Bless Your Heart brings together three Appalachian photographers—Will Major, Billie Wheeler, and Zac Wilson—for an exhibition that employs stiff tongue in cheek to examine the region. Hanging salon style with a maximalist impulse, photos, mixed media experiments, and found objects blend late ‘90s and early ‘00s nostalgia with a campy appreciation for rural culture: kitschy flea market finds, memorabilia from Dollywood vacations, the spectacle of amateur wrestling, and crucifixes of all sizes pepper the Southern landscape. Their works are like visions from an Appalachian dreamscape, spurred by falling asleep with the TV on.
Wilson’s The Five Stages of Grief (2024), impeccably sets the tone for the exhibition. In the image, Bozo is beaming as a sullen woman tries her hand at the fabled Grand Prize Game. The context for these characters resembles an abandoned office suite and feels like a post-capitalist purgatory–adding to the disheartening and surreal mood. Wheeler’s Onion Cutting (2024) feels equally wry in its heightened state. The photo’s subject holds a knife against her forehead, her eyes severely bloodshot as she turns away from the cutting board and vegetable vapor.
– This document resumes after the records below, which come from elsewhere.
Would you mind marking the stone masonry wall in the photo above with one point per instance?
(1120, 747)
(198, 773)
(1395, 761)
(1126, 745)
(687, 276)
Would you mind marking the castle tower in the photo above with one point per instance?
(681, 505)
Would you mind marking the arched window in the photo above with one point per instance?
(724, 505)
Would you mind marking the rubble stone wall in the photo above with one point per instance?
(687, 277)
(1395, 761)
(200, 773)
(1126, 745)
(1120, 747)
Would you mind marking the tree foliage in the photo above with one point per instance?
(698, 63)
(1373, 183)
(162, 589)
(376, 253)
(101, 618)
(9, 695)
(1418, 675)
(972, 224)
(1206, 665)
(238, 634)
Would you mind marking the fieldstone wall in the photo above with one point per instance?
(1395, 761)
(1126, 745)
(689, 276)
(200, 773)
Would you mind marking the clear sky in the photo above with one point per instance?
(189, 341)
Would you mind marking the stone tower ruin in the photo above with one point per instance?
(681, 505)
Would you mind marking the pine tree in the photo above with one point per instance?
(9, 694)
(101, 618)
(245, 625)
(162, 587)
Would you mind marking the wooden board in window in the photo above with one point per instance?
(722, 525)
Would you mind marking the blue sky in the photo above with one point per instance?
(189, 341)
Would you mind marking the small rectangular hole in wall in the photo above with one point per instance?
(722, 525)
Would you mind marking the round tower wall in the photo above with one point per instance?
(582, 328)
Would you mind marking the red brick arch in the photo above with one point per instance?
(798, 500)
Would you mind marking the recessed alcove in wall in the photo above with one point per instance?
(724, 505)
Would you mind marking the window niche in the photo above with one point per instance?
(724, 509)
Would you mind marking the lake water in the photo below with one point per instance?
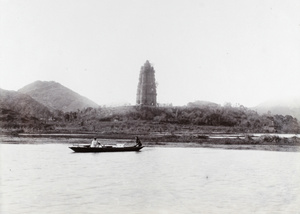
(50, 178)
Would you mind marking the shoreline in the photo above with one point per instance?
(265, 143)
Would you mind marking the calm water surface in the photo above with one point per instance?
(50, 178)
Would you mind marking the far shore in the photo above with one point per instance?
(269, 142)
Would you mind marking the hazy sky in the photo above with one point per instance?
(238, 51)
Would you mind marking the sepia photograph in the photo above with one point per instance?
(149, 107)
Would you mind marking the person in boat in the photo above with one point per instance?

Her pose resembles a fainting scene from an old, melodramatic Hollywood movie.
Self-portraits of the three artists are sprinkled throughout the exhibition. But rather than reveal, each probes the psyche. There’s Hidden Appalachia (2022), a transfixing photo of Major in a Ghillie suit, barely concealed among rocks on the side of a mountain range. He gazes reverently at the sky as if witnessing physical evidence of the great beyond. Another features Wheeler with sunny-side-up eggs for eyes, Self Portrait, (2021), the yolks running down her cheeks like gooey, grimy tears.
One of the most striking pieces in the exhibition finds Wilson portraying Norman Bates, the protagonist from Alfred Hitchcock’s 1960 film Psycho. In the original thriller, Bates murders his abusive mother and keeps her corpse locked in his fruit cellar, living in denial about her death and assuming her persona as one of his alters. In Wilson’s photo We All Go a Little Mad Sometimes (2023), the artist, dressed as Bates, gazes toward the camera with an emotionless expression as Mother’s hand rests eerily and lovingly on his shoulder. Wilson himself constructed the accompanying scenery; its wood-paneled walls, cream carpet, and kitschy decor make the locale more reminiscent of a ranch home basement than an abandoned room in the Bates’ Victorian manor or neighboring motel. The photo’s frame is combined with a windowsill planter stuffed with fake pink and purple flowers, complimenting the self-portrait’s Kodachrome-like palette. The entire assemblage is outlandish and inscrutable in the best way.
Documentary wedges in the show, too, but with a wink and a smirk—making the viewer further question what’s real versus what’s performed. The sky-high roadside mailbox in Major’s Air Mail (2021) presumably carries messages meant for the Lord above. Wheeler’s Wife (2023) shows a one-word tombstone whose tenderness renders its subject almost anonymous.
Together, Major, Wheeler, and Wilson have amassed a delightfully puzzling exhibition that’s less concerned with documenting the mountain region they call home and more about capturing a sardonic appreciation of Appalachian sensibilities. Unburdened by a hunt for truth, these photographers act out wild visions, don eccentric characterizations, or stage pop-culture homages that harken to their pre-internet, analog-media-filled upbringings. There’s reverence here but also a rejection of stereotypical depictions of the region and its residents as old-fashioned, stone-faced, or defined by trauma. The resulting show marks a feat for these photographers who confidently embrace the lighthearted to make sense of their surroundings.